Cette phrase tirée de l’Odyssée d’Homère résume à elle seule l’épopée d’Ulysse « aux mille ruses », héros grec mythique revenu parmi les siens après des années d’errances, au sortir de la guerre de Troie. Un épisode emblématique de la mythologie classique qui, aujourd’hui encore, continue d’habiter notre imaginaire collectif.
Preuve en est ce roman de Chloé Delchini, sobrement intitulé Le Lapin, qui prend la forme d’une réécriture moderne du retour au bercail d’Ulysse. Exit, cependant, la violence et l’idéal du guerrier assoiffé de sang et de vengeance qu’on trouvait représentés dans le mythe originel. Ici, Ulysse est un jeune homme mélancolique, revenu dans sa ville d’origine pour se retrouver, lui, et surtout, Pauline, son amour de jeunesse. Pour faire court : on sent que le romantisme est passé par là.

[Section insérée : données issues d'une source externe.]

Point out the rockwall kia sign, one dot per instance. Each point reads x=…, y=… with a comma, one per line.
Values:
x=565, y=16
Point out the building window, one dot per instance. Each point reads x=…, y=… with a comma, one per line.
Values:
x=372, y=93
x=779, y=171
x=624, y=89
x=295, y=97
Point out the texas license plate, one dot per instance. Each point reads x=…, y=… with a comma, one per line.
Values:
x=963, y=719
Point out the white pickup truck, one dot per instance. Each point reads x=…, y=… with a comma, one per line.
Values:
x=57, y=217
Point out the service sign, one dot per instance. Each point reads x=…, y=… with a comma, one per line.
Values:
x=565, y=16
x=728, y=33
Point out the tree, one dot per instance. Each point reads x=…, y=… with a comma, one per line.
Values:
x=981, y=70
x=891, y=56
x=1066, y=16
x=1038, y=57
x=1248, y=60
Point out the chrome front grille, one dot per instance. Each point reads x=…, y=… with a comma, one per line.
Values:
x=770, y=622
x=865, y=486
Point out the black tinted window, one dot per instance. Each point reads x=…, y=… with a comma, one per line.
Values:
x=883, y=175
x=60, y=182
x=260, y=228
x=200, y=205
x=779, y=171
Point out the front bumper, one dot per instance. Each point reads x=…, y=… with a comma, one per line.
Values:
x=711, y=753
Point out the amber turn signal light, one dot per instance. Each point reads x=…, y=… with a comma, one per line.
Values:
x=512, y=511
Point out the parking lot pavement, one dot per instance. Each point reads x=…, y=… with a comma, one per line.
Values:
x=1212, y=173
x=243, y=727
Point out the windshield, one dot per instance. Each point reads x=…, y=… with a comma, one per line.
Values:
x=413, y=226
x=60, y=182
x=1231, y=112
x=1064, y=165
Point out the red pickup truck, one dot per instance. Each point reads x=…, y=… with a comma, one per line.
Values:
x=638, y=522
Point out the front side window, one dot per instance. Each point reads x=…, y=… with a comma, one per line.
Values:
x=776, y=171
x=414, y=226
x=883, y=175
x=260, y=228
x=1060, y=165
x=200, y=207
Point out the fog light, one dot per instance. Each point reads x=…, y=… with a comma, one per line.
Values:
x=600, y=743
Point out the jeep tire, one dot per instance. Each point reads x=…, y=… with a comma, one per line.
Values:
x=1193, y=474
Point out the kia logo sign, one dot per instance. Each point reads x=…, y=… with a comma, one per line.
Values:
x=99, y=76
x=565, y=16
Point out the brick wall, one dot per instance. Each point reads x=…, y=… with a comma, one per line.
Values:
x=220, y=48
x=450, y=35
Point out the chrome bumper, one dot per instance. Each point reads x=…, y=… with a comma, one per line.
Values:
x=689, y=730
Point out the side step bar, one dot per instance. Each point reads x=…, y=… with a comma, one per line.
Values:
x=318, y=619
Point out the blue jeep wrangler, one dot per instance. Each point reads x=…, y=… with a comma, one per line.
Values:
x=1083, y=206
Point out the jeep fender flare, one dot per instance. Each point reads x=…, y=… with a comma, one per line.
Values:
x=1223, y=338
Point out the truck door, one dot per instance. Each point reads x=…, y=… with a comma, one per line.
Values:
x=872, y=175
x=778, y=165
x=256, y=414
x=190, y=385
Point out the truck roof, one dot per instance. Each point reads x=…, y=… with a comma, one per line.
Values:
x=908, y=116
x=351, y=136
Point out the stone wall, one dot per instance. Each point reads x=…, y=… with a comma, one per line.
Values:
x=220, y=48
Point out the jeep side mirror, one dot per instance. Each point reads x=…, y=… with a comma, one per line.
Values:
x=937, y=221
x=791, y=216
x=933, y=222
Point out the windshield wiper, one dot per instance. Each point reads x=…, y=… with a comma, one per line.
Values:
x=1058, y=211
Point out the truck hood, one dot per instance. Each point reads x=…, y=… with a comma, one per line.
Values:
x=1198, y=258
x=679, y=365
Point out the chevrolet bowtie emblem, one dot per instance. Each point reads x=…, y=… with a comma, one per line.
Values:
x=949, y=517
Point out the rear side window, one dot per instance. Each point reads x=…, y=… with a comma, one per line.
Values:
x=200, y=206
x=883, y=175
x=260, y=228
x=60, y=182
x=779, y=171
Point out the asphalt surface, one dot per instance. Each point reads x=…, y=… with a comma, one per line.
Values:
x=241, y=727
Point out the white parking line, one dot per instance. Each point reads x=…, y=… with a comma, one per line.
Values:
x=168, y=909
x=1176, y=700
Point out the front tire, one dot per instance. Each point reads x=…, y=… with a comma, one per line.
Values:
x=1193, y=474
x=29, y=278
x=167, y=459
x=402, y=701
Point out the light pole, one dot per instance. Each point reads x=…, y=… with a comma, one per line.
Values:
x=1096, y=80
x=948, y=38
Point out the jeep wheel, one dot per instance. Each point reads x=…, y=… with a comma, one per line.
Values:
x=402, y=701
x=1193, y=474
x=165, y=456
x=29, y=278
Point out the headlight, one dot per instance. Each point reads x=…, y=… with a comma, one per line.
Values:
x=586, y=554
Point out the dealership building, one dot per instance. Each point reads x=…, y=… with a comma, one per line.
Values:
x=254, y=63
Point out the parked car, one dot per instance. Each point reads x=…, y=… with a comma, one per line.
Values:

Là où Homère représente le massacre des prétendants de Pénélope, Chloé Delchini, elle, met l’emphase sur les sentiments d’Ulysse, la nostalgie qu’il éprouve en parcourant le décor de ses jeunes années, l’espoir qui le transporte lorsqu’il songe à ses retrouvailles avec Pauline. Son Ulysse n’est pas le héros courageux qu’on connaît tous, revenu de Troie pour défendre son honneur et sa légitimité à régner. Lui est un homme ordinaire, poète des temps modernes redoutant le passage à l’âge adulte, égaré dans le fil de ses pensées.
Pour autant, le texte est tout sauf le pastiche poussiéreux d’un auteur érudit du XIXe. Ses punchlines et son rythme effréné revendiquent, au contraire, son appartenance à une culture plus contemporaine, plus urbaine, évoquant davantage une chanson de Diam’s qu’un poème de Lamartine. Un pari osé, mais largement réussi pour Chloé Delchini, qui fait avec ce premier roman une entrée fracassante sur la scène littéraire.
Pourtant, au moment de refermer ce livre, je réalise que ce n’est pas cette virtuosité stylistique qui m’a le plus frappée. Tout au long de ma lecture, c’est bien plus la trajectoire personnelle d’Ulysse que les mots employés pour la décrire qui m’ont marquée. Ce garçon de 18 ans qui rêvait de conquérir Paris, mais qui, dix ans plus tard, souhaiterait remonter le temps. Cette atmosphère douce-amère, qui donne au livre un parfum de nostalgie. Ces lieux que je n’ai jamais visités, mais qui, à travers les yeux d’Ulysse, m’apparaissent si familiers. Parce que Le Lapin évoque d’abord et avant tout une expérience humaine universelle, dans laquelle tout un chacun pourra se reconnaître : non seulement ce lien si particulier qui se tisse entre nous et le théâtre de notre enfance, mais aussi cette désillusion qui nous frappe, une fois arrivé à l’âge adulte, en découvrant « le monde des grands ». Une société à mille à l’heure faite d’open space, de « salutations distinguées » et de storytelling, au détriment de l’authenticité.
Je dois en revanche reconnaître que ce n’est pas un livre qui se lit facilement, de par sa dimension très contemplative. De bout en bout, le narrateur ne fait, en effet, que se balader dans les rues de sa ville natale sans qu’il ne lui arrive quoi que ce soit de notable, au risque de nous assoupir par moment.
Ceci dit, Le Lapin reste un bijou d’esthétisme et de poésie qui vaut assurément le détour, si vous êtes amateur de belles lettres, ou romantique dans l’âme. Nés d’un mélange audacieux d’influences très variées, les mots s’y déroulent comme sur une partition, orchestrée avec beaucoup de talent et d’intelligence sous la plume vive et novatrice de Chloé Delchini, même si le manque d’action et de dialogues se fait parfois ressentir.